North Rim was about 80 miles from the closest town. So, when we ran out of ingredients, we were out until the next truck made its way up to our kitchen at the end of the road. The pantry staff made seafood cocktail appetizers, using crab, shrimp, lettuce, cocktail sauce–the usual ingredients. They were popular menu items, so we often ran out of the canned crab. What to do? Floyd said put canned tuna on the salad instead. To our alarmed looks Floyd simply noted that tuna comes from the sea.

Grand Lodge kitchen served excellent ice cream and sherbet, but we made ho-hum puddings, cobblers, cakes, and frozen pies baked in house. One time a customer was oohing and aahing to the server about her slice of pie. The guest asked for the recipe, so Floyd cut off the recipe panel from the frozen pie box for the woman. In neither of this or the above instance did Floyd smile.

The kitchen ran well under Floyd’s firm, but (somehow) laid-back rule. The menu was on a set schedule and the food was rolled out mostly the same week after week under his supervision.
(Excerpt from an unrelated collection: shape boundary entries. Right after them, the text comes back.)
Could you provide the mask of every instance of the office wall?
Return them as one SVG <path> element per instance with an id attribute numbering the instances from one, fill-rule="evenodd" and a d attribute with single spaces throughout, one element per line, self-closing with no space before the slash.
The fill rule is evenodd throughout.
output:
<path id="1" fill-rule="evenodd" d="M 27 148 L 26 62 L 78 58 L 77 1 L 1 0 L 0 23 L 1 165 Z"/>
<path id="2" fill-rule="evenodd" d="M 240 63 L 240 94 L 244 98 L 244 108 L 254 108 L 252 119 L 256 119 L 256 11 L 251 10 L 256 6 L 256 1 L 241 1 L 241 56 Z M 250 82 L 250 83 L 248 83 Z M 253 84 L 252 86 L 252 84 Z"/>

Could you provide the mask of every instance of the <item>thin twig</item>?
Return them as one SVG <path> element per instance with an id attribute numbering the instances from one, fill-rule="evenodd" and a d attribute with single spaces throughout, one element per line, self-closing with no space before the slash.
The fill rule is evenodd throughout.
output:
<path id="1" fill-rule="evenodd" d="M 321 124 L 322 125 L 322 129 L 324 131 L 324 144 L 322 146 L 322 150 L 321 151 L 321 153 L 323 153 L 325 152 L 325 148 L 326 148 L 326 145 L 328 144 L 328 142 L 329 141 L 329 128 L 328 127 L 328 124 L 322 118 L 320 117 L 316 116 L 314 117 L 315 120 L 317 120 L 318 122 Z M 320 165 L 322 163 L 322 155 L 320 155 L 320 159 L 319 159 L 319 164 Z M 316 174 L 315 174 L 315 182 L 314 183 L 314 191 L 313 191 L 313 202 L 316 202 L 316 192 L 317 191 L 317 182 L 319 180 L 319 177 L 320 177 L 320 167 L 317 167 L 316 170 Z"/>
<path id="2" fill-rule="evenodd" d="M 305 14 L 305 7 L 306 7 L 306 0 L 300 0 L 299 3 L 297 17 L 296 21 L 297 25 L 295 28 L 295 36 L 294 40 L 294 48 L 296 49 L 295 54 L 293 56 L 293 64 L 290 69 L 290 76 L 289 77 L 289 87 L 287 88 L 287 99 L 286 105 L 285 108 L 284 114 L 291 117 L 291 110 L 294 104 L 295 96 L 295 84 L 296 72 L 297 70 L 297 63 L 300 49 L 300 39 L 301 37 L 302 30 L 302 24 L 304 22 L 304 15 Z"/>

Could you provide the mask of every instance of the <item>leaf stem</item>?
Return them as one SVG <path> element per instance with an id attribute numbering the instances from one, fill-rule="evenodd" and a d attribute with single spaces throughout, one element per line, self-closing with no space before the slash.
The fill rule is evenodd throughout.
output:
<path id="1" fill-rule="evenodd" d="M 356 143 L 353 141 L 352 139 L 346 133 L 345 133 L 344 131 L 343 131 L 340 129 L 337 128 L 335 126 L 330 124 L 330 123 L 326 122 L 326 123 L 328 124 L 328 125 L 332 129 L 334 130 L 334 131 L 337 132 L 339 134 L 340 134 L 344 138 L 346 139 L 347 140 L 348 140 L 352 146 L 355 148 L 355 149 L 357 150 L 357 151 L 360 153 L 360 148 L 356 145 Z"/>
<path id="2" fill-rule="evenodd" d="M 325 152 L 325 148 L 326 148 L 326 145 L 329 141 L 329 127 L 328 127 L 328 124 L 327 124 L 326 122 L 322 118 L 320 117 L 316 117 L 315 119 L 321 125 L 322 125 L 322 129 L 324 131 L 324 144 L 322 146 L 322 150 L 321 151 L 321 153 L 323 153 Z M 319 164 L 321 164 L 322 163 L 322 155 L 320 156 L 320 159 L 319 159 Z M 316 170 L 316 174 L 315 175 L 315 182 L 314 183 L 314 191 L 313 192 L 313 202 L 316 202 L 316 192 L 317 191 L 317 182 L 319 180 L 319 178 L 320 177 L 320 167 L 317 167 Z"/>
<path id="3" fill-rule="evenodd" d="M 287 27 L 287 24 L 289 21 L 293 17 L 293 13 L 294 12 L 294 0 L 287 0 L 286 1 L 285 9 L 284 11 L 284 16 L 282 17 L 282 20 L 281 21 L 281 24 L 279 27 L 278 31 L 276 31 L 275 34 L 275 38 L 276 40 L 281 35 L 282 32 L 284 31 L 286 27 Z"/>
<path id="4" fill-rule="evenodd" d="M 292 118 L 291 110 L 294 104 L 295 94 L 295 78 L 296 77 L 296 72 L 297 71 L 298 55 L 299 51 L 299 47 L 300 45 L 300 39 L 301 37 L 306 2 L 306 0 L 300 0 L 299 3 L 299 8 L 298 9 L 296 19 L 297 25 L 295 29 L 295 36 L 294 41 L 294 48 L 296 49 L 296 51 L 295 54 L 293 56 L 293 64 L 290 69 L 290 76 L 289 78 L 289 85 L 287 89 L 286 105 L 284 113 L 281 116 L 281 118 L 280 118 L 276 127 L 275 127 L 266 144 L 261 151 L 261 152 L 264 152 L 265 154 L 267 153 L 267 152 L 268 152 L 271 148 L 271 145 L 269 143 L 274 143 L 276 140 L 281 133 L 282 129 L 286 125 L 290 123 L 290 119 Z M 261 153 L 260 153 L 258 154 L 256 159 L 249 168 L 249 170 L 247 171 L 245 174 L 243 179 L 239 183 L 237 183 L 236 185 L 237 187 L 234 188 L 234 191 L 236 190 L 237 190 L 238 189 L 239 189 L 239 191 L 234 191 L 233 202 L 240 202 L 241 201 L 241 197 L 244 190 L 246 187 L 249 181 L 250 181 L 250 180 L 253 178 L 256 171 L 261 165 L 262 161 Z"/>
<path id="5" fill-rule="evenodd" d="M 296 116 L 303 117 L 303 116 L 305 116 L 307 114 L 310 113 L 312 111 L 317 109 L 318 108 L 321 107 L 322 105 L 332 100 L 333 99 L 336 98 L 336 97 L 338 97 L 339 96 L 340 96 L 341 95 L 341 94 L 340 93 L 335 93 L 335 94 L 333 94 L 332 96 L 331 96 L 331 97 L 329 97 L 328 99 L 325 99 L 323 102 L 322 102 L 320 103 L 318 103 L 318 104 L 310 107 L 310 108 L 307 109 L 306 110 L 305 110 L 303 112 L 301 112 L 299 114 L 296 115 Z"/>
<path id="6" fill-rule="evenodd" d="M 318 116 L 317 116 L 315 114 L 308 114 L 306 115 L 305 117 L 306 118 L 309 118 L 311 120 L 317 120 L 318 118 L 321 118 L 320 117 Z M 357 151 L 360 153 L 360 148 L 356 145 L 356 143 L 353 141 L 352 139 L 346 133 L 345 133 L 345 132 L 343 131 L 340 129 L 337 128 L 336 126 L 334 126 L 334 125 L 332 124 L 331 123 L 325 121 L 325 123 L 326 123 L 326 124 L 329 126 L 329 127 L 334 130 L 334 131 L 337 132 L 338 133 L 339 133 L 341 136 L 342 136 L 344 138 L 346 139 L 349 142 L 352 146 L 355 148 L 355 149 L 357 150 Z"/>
The only time I ever saw Floyd personally cook any food was when Utah Parks Company hosted a party for the staff. It turned out that not only could Floyd cook delicious food, but, by god, he created an ice sculpture for us.

I have other, more serious, stories about Floyd. When I felt lonely that year in Page, Arizona, I would visit Floyd and his kids at his home in Springdale, Utah right outside of Zion. A kind face and a homey meal meant a great deal to me back in those days when I was so green. A few years later, Floyd would visit Tom and me and our little children when he was up in Salt Lake City for cancer treatments at the VA Hospital.

Growing salads As I’ve mentioned before, I took up growing my own salads many years ago–49 years ago to be precise. Every garden space (from window sills to large gardens with grape vines and raspberries and corn) is different. Different, but always satisfying. Sometimes plants grow for me and sometimes they don’t, but I am always learning something new from them. Here is a partial list of the salad stuff I’ve grown: many types of lettuce, thyme, basil (five kinds), rosemary, spinach, Swiss chard, cilantro, sugar snap peas, shallots, onions, tomatoes (probably at least 25 varieties), peppers (probably more than 15 varieties), chives, lemon balm, sage, dill, borage, anise hyssop, artichokes, scallions, mint, radicchio, arugula, kale (at least three types), Italian oregano, cucumbers, broccoli, epazote, field cress, mizuna, parsley, lemon grass, and more that I can’t remember right this minute. However, the memories of my mother and the rest of my family, Bertha, Floyd, and all the others remain green.

spring seed packets
Thai basil over-wintered in the house
green leaf black seeded simpson lettuce seedlings, 2/15/23

*I started this article about two weeks ago, I have avoided working on it. Today, I feel spring in the air (and in my bones) and hear it in the birdsong.